Dyllan James helped his team to a second place finish

Dyllan James of Hope helped his Team B.C. to a second-place finish at the Canadian Aboriginal Hockey Championships at Kahnawake

“They were big and strong and fast-moving and we were small and fast-moving,” said coach Joe Quewezance of the gold medal final that his Team BC boys played against Team Saskatchewan at the Canadian Aboriginal Hockey Championship, last Saturday. Who would prevail?

Seventeen-year-old left-winger Dyllan James, of Dogwood Valley, had tried out for the team last year and made it to the final round of cuts — but this April he was selected to the 20-player roster, from 110 tryouts.

“We had a camp at 100 Mile House from Friday to Sunday,” said James, a Grade 11 student at Hope secondary. “We were split into five teams and played five games.”

With that many players vying for 20 spots, it could be difficult to stand out in the crowd. Some players revert to wearing unique-coloured gloves or helmets — but James chose to keep it simple.

“Play hard and the coach will notice you,” he said, adding, “I had a good feeling that I would be chosen.”

“Dyllan tried out last year,” recalled coach Quewezance (pronounced CUE zahnce). “Lots of kids try out and they just need an extra year to improve. He improved a lot!

“Everyone can skate, at that level,” he said, “but it comes down to strength. Dyllan played very well for us in Kahnawake. He worked very hard… our hardest worker over there — and he was consistent.”

The selected team had one practice in 100 Mile House, then met again at the Richmond Oval for a practice before flying out to Quebec for a week of hockey.

James’ mom, Vanessa, flew out a few days later to watch the games and visit Montreal with the team.

“Pretty much all of the provinces had a team,” said Dyllan, “except there was Team Atlantic for the Maritimes and Team North for the territories.

“We were in a pool with Saskatchewan, Manitoba and Team Atlantic and we had three round-robin games and a quarter and semi-final before the final.”

Saskatchewan had been seeded fifth of the eight teams and B.C. was seeded first, on the strength of their first-ever gold-medal win last year.

“In the quarter-final, we beat Team Atlantic 7-2, I believe,” said James, who recorded a goal and two assists at the tournament. “Then in the semi-final against Manitoba, we beat them in a shoot-out, 3-2.”

The win placed B.C. against Saskatchewan, a team with a history of six championships in the last seven years.

B.C. had beaten them 3-0 in the first game of the round-robin but Quewezance said, “I just knew we were going to have to play them again.

“In the final, our team got tired and we were making some bad plays,” he recalled. “That even goes back to the Manitoba game, in the semi-final.

“Saskatchewan scored first, then we tied it, and then they scored again.

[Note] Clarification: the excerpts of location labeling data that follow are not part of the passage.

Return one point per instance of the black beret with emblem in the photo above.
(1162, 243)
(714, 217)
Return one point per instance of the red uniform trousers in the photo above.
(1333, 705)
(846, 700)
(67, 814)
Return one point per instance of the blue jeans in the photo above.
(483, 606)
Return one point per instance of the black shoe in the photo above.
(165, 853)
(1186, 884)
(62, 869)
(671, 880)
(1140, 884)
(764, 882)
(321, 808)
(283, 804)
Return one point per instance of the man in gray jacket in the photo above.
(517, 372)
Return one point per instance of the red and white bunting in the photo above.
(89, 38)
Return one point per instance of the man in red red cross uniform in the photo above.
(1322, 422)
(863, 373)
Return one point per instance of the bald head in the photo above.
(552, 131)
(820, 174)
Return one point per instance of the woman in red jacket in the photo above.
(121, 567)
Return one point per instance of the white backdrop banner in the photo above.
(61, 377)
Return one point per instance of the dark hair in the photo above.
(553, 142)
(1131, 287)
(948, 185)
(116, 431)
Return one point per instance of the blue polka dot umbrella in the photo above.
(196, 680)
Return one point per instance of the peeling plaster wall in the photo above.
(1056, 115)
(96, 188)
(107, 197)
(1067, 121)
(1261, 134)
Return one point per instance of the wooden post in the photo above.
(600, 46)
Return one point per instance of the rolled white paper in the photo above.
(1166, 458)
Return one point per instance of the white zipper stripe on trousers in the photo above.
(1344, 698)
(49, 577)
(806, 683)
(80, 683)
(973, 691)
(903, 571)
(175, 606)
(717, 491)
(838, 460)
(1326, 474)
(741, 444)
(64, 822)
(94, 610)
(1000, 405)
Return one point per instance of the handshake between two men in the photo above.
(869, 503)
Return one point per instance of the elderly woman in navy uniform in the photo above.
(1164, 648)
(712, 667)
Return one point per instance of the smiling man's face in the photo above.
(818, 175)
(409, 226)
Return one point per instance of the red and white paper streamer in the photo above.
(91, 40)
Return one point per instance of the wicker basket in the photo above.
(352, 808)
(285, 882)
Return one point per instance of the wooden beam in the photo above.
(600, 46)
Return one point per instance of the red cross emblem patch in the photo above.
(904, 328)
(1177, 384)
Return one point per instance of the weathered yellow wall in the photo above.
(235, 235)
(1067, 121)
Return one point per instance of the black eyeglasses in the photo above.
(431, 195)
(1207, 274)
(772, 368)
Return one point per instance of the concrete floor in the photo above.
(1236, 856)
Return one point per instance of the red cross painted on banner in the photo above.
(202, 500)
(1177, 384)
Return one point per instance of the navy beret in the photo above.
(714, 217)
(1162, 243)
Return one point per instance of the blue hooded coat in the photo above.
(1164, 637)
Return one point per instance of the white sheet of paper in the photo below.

“It was 2-1, going into the third period and we put on a surge and tied it up, a couple of minutes in,” said Quewezance. “But we let in a bad third goal and it kind of deflated us.”

Another Saskatchewan goal and a late empty-netter sealed the 5-2 win for the prairie team — which celebrated double gold with their girls’ team.

Coach Quewezance expressed high hopes for the 2015 version of Team B.C., with 14 of this year’s players eligible to return.

“Hopefully, Dyllan will come back even bigger and stronger next year,” said Quewezance.